A
bout two years ago, I went to my first vegan restaurant in the Bay. I was so excited to walk around Lake Merritt with my date, Kai, that I commuted one hour from the Mission and responded enthusiastically to her suggestion of lunch at Vegan Mob — even though I don’t like vegan food. Or I didn’t think I did, anyway.
It was my first time visiting Oakland, and its village charm and conspicuous Blackness made me feel happily nostalgic for my hometown back in Connecticut. By the time we approached the quaint lime-green building, I practically forgot we were going to a vegan restaurant. It helped, too, that Vegan Mob’s lineup of plant-based burgers and barbecue plates didn’t look like any other vegan food I’d seen. Reading the menu, I fantasized about the brisket and ribs from my favorite soul food restaurants.
Over plates of Impossible Burgers and candied yams, Kai and I joked around and recounted our childhoods. It was only after the meal, when she asked how I liked the vegan meat, that I began to consider the question. I was delighted but a little disoriented. I knew I had not eaten animal meat, but nothing about the meal felt vegan either. I appreciated the lightness of the mushroom burger patty, and just how tasty and everyday all of the food was.
Prior to this, my most salient experiences with vegan food were from the dinner parties my white, effective-altruist friend hosted during college. The tofu in the chickpea curry he cooked was always watery, and I pushed chunks of it around my bowl more than I ate it.
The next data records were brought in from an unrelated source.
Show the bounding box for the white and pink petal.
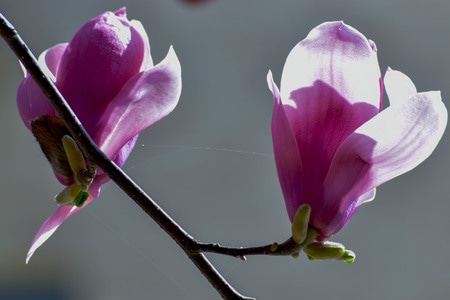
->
[315,79,446,238]
[280,21,381,112]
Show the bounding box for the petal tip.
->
[25,229,54,264]
[114,7,127,17]
[384,68,418,104]
[266,70,274,88]
[266,70,282,105]
[25,250,35,264]
[161,46,181,78]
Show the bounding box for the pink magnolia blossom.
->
[268,21,447,242]
[17,8,181,262]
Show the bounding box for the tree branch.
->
[0,12,254,300]
[2,11,326,299]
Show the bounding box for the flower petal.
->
[115,7,152,70]
[354,90,446,189]
[315,88,447,238]
[355,188,376,207]
[16,44,67,129]
[384,67,417,105]
[56,9,149,131]
[17,79,56,129]
[39,43,67,82]
[129,19,153,70]
[268,71,304,222]
[275,22,381,208]
[284,81,379,209]
[92,46,181,159]
[280,21,381,110]
[26,205,79,264]
[26,181,101,263]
Most of our mealtime conversations were about the self-sacrifice needed to create a more environmentally, racially and morally just world.
Like a good kid forcing himself to swallow his broccoli, I endured those meals because I believed the discipline was healthy and the discussions were thought provoking — not because the food actually tasted good. I saw veganism as a form of liberal asceticism, where taste and pleasure were less important than the morality of one’s diet. That all the vegans I knew were ardently political, and that the few restaurants they brought me to were absent of spice, supported this viewpoint.